Municipality in Castelo Branco, Portugal

Vila Velha de Ródão (/pt-PT/) is a municipality in the district of Castelo Branco in Portugal. The population in 2011 was 3,521, in an area of 329.91 km^{2}.

The present mayor is Maria Carmo Sequeira, elected by the Socialist Party. The municipal holiday is the Monday after the 4th Sunday of August.

In 1762, it was the site of the Battle of Vila Velha.

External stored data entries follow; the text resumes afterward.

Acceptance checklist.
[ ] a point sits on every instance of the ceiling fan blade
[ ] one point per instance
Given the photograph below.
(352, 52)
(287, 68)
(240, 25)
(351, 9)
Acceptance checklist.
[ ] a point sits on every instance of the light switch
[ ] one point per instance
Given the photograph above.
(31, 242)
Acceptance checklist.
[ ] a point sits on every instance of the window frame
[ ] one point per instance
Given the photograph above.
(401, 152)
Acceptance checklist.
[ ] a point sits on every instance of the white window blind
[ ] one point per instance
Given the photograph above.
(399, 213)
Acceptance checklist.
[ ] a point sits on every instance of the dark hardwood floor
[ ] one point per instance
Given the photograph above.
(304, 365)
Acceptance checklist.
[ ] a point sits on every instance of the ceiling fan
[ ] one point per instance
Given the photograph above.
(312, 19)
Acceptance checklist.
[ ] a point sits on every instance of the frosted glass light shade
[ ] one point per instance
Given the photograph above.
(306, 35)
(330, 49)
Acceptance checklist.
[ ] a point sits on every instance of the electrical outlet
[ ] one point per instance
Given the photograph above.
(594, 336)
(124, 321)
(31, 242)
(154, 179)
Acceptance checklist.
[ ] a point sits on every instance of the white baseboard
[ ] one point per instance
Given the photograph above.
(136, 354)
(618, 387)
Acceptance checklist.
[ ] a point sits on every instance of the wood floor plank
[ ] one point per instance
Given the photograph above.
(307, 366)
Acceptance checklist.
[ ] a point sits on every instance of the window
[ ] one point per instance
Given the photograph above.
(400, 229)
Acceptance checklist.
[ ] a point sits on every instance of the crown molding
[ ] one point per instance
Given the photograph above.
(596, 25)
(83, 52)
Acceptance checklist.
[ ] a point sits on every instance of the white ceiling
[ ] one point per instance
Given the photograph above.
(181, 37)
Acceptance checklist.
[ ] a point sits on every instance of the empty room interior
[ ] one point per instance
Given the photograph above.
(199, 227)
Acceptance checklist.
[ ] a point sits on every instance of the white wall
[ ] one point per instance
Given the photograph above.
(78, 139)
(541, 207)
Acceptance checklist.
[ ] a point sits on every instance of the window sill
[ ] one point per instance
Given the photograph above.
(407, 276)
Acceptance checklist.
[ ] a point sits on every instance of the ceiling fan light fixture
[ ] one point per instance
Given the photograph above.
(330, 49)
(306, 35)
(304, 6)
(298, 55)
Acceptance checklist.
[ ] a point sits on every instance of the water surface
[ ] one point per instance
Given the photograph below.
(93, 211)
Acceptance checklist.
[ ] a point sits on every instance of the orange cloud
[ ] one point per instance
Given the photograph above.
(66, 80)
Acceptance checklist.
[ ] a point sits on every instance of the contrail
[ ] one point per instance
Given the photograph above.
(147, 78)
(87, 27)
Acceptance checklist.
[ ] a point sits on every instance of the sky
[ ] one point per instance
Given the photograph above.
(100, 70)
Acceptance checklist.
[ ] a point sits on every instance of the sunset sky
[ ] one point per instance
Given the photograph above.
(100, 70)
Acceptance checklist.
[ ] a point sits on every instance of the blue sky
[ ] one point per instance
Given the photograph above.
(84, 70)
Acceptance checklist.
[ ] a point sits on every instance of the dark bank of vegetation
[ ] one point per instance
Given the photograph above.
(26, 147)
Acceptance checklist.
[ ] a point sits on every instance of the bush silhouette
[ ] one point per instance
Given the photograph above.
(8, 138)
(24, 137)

On 5 November 2007, a road accident on A23 killed 15 people and injured 22.

==Climate==

Climate data for Vila Velha de Ródão, 1985-2021, altitude: 59 m (194 ft)
| Month | Jan | Feb | Mar | Apr | May | Jun | Jul | Aug | Sep | Oct | Nov | Dec | Year |
| Average precipitation mm (inches) | 91.5 (3.60) | 69.2 (2.72) | 56.7 (2.23) | 63.6 (2.50) | 50.7 (2.00) | 15.0 (0.59) | 4.1 (0.16) | 6.6 (0.26) | 32.5 (1.28) | 103.7 (4.08) | 99.9 (3.93) | 96.5 (3.80) | 690 (27.15) |
Source: Portuguese Environment Agency

==Parishes==
Administratively, the municipality is divided into 4 civil parishes (freguesias):
- Fratel
- Perais
- Sarnadas de Ródão
- Vila Velha de Ródão

==Notable people==
- Armindo Monteiro (1896 – 1955) a university professor, businessman, diplomat and politician
- Manuel Cargaleiro (born 1927 in Vila Velha de Ródão) an artist who creates ceramic and painting

==Powerboat Racing==
In October 2020, Vila Velha de Ródão hosted the final two rounds of the UIM F2 World Championship. The series was won by Portuguese driver Duarte Benavente.